Bu madde uyarınca uyuşturucu veya uyarıcı madde kullanımına özendirmek suçunun oluşabilmesi için fiilin aleni olması gerekmektedir. Aleniyet, açıklık anlamına gelmektedir. T.C.K.’ nda aleniyete ilişkin bir hüküm bulunmadığından, öğreti ve uygulamada, suç ve fiile göre yapılan yorumlarla aleniyet açıklanabilmektedir. Bu maddede ise aleniyeti, herkese açık bir yerde veya ortamda fiilin işlenmesi olarak tarif edebiliriz. 

Uyuşturucu madde kullanımına özendirmek bir tehlike suçudur, kişilerin bahse konu eylemi öğrenme olasılıkları bu suçun oluşması için yeterlidir. Özendirmenin sonuçsuz kalması da bu suçun oluşmasını engellemez.

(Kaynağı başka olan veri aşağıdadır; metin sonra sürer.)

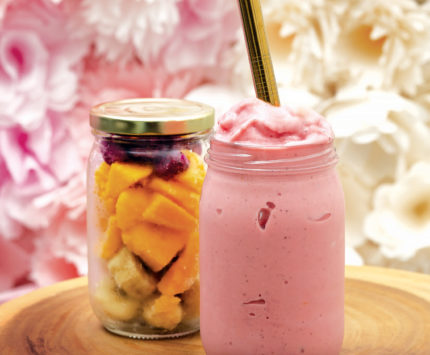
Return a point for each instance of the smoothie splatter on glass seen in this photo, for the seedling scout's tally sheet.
(272, 235)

TCK m.190/2 kapsamında suçtan bahsedebilmek için, öncelikle uyuşturucu veya uyarıcı madde kullanımını özendirecek bir fiil gerekir. Özendirmede, kişiyi uyuşturucu madde almaya teşvik, tahrik ederek, kişide uyuşturucuya karşı sıcak duygular uyandırma, kullanılmasına etki etmek sözkonusudur. Özendirme, sözle, yazıyla, resimle olabileceği gibi yayın yoluyla da gerçekleştirilebilir.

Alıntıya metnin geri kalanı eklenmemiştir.